Just a week after being released from a 2013 arrest, 51-year-old Singapore businessman, Dan Tan, also known as Tan Seet Eng, was arrested again by police on Tuesday, December 1st for “involvement in criminal activities.”

According to the Associate Press, one of Tan’s lawyers, Hamidul Haq, said that the specific charges pertaining to the new arrest are yet to be known. Haq said, “We are still finding out what the next steps are,” and, “We will want to try to see him to take instructions. I don’t know if the police will allow that.”

Tan was not arrested in Singapore until late 2013 since it doesn’t possess an extradition treaty with the European Union. He was accused of being the mastermind behind the “world’s largest and most aggressive match-fixing syndicate” that spanned to South America and made millions of dollars. He was accused of fixing dozens matches in Italy’s three top divisions in an operation that existed for more than 10 years. The law Tan was arrested under allows for indefinite dentition sans trial if deemed to be in the best interest of public safety.

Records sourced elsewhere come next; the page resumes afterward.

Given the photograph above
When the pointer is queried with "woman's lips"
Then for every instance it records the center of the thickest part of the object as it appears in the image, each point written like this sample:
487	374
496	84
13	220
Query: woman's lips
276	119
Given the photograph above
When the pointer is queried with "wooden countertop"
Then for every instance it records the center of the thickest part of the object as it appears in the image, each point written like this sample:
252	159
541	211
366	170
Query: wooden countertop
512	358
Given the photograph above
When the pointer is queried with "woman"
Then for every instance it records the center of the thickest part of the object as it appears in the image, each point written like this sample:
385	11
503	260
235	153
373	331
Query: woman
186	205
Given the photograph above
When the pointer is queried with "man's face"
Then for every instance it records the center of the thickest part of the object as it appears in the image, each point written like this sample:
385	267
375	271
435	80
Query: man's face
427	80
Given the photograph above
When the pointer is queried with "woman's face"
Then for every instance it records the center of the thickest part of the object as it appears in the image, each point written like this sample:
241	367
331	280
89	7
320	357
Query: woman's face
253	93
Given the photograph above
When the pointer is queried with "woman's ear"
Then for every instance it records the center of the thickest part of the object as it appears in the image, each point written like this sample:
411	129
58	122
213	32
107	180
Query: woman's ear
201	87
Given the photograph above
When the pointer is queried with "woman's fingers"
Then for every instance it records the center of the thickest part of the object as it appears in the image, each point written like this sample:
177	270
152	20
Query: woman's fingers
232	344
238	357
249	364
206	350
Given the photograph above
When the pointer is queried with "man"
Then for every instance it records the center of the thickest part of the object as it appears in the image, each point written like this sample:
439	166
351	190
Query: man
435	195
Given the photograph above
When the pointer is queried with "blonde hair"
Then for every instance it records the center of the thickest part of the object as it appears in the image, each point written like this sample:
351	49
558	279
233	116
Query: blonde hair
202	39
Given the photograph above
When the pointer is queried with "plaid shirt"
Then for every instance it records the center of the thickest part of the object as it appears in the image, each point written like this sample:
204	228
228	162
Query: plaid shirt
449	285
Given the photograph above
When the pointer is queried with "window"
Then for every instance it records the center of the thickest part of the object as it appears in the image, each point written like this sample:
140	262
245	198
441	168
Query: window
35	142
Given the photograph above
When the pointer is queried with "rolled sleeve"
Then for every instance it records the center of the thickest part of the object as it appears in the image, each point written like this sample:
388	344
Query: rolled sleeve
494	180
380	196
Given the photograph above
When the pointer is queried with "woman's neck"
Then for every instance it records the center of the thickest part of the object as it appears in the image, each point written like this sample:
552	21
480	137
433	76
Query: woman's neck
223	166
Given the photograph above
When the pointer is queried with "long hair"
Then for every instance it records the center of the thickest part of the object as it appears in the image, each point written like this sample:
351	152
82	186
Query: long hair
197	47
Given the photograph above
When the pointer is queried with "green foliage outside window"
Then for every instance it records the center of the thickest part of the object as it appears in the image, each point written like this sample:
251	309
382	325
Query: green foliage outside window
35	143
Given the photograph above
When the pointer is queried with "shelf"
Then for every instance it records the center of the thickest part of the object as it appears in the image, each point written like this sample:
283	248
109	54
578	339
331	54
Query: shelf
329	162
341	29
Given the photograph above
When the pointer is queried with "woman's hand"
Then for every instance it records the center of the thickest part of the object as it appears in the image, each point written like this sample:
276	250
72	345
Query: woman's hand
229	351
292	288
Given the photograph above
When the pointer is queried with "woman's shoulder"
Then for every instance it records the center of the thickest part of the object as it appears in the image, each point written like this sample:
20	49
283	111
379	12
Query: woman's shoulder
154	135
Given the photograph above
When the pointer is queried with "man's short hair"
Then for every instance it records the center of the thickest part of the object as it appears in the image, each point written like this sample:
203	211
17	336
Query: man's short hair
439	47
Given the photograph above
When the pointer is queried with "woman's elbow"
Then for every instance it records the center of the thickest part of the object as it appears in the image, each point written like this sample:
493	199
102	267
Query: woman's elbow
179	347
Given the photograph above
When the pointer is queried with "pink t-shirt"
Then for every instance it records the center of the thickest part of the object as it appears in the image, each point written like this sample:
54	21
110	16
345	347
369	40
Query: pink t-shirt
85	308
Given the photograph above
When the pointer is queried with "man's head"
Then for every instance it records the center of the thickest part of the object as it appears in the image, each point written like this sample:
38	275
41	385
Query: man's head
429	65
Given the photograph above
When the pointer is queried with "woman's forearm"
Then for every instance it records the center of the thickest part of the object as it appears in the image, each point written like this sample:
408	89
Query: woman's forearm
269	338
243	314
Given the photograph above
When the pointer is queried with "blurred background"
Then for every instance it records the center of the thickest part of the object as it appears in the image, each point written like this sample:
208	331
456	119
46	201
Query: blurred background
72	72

However, on November 25th it was ruled by the Singapore Court of Appeals that his detention was not legal and he was released.

Singapore Home Affairs and Law Minister, Kasiviswanathan Shanmugam said, “We will be advised by the AGC (Attorney General’s Chambers), who will look at the judgment and make sure that any new detention order — if such a detention order is issued — sets out the grounds adequately, fully, in compliance with the Act.”

Leading members of international sporting associations were outraged by Tan’s release. As well as being referred to as the “general director of the ring,” by Italian prosecutor Roberto Di Martino who was directing an investigation into international match-fixing. A Hungarian court is also trying Tan, in absentia, for the alleged manipulation of 32 games in Italy, Hungary and Finland.

In the early 1990’s Tan served less than a year in jail for illegal football bookmaking and horse racing, and he has admitted to serving as the director of the Singapore company Exclusive Sports PTE Ltd. Football4U, the rebranding of Exclusive Sports, was bankrolled by convicted match-fixer Wilson Raj Perumal, according to Wikipedia.